There was a significant reduction in the thickness of the nerve fiber layer by OCT in the patients studied, being more pronounced in those submitted to the extended treatment regimen. This reduction was observed two months after the start of therapy, and was more significant in the cases that presented changes in the Ishihara test.

Citation: Pavan Taffner BM, Mattos FB, Cunha MCd, Saraiva FP (2018) The use of optical coherence tomography for the detection of ocular toxicity by ethambutol. PLoS ONE 13(11): e0204655. https://doi.org/10.1371/journal.pone.0204655

Editor: Friedemann Paul, Charite Universitatsmedizin Berlin, GERMANY

Received: February 15, 2018; Accepted: September 12, 2018; Published: November 8, 2018

Copyright: © 2018 Pavan Taffner et al. This is an open access article distributed under the terms of the Creative Commons Attribution License, which permits unrestricted use, distribution, and reproduction in any medium, provided the original author and source are credited.

Data Availability: All relevant data are within the paper.

Funding: The authors received no specific funding for this work.

Competing interests: The authors have declared that no competing interests exist.

Introduction

Tuberculosis (TB), caused by Mycobacterium tuberculosis, is a disease of high prevalence in our country. 9.6 million new cases of tuberculosis are registered per year, with Brazil among the 22 countries considered to have a high incidence of the disease, according to WHO [1]. We are facing an increase in the incidence of tuberculosis due to human immunodeficiency virus infection, immigration and multidrug resistance.

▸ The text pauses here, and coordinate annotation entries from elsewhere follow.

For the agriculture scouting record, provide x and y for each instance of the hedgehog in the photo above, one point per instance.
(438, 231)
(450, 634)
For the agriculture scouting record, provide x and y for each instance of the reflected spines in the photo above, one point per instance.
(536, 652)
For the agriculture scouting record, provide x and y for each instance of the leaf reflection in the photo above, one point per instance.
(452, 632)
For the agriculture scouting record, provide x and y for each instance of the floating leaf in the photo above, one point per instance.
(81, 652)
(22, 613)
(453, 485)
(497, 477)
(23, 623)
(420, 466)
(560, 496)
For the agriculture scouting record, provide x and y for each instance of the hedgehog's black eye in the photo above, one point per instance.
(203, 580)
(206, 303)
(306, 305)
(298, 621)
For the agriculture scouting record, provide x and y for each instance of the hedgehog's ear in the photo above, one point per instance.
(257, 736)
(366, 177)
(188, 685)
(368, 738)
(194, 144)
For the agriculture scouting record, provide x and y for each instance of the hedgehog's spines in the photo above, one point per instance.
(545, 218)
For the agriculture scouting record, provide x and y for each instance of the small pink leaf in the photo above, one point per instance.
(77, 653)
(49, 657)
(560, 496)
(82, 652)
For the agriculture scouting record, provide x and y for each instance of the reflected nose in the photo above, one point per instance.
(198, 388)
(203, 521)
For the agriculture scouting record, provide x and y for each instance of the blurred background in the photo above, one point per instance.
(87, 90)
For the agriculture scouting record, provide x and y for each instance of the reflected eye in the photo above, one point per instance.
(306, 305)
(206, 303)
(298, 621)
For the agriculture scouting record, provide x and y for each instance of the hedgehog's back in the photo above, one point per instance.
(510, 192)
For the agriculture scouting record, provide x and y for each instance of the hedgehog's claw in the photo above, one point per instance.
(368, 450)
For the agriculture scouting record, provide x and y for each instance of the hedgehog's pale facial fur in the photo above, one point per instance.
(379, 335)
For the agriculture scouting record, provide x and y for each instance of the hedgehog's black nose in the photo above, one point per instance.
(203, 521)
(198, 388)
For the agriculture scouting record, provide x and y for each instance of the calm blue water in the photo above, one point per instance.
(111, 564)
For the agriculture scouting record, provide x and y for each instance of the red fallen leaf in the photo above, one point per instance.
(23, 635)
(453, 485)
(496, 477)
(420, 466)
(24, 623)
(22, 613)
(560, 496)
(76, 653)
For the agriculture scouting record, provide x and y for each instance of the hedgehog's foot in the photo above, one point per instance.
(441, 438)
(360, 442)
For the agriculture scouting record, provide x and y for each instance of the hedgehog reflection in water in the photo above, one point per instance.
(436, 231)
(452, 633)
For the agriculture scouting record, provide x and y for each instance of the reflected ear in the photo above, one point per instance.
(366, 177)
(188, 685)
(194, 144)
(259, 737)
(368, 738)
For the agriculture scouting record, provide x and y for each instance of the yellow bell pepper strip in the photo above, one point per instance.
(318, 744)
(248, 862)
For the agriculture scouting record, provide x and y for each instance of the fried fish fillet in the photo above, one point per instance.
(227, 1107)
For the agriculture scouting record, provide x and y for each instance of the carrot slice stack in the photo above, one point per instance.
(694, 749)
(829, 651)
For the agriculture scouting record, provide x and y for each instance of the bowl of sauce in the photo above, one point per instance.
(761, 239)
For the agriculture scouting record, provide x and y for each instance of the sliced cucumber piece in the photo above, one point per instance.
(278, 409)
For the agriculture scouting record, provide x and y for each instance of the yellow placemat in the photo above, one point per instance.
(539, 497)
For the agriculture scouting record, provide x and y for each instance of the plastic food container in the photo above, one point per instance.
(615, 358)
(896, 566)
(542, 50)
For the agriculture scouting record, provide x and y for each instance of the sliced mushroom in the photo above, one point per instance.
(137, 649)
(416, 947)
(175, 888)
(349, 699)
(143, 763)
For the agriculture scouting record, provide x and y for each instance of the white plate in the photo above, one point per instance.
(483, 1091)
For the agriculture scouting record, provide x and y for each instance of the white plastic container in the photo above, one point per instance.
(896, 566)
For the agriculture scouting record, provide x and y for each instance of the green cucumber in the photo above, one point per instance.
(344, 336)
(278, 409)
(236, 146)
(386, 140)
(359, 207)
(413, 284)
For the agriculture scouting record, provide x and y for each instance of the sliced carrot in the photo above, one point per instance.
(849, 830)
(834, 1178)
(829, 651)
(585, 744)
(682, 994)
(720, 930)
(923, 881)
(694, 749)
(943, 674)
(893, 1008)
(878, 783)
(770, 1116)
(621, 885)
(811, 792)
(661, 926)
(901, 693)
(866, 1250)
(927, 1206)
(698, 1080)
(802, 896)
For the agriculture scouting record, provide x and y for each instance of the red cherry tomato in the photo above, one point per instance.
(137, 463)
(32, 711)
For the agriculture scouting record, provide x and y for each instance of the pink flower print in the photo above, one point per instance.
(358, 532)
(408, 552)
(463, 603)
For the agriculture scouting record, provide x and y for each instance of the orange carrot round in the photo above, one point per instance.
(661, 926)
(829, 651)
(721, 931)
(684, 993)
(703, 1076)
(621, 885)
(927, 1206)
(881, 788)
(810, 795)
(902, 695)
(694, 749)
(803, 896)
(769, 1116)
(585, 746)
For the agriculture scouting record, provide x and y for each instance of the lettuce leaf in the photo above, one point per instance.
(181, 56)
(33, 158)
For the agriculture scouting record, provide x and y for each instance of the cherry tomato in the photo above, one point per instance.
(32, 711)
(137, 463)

Ethambutol, associated with other drugs, has been widely used to treat infections caused by Mycobacterium tuberculosis and Mycobacterium avium complex. The adverse effects of this drug have been documented since it’s original use, the most severe being optic neuropathy, occurring in 22.5 cases per 1,000 patients [2]. It is a partially reversible toxic neuropathy, and the early discovery is fundamental to reduce permanent visual damage.

Exams that can detect early changes related to ocular toxicity by ethambutol are of extreme value for a better prognosis in this disease.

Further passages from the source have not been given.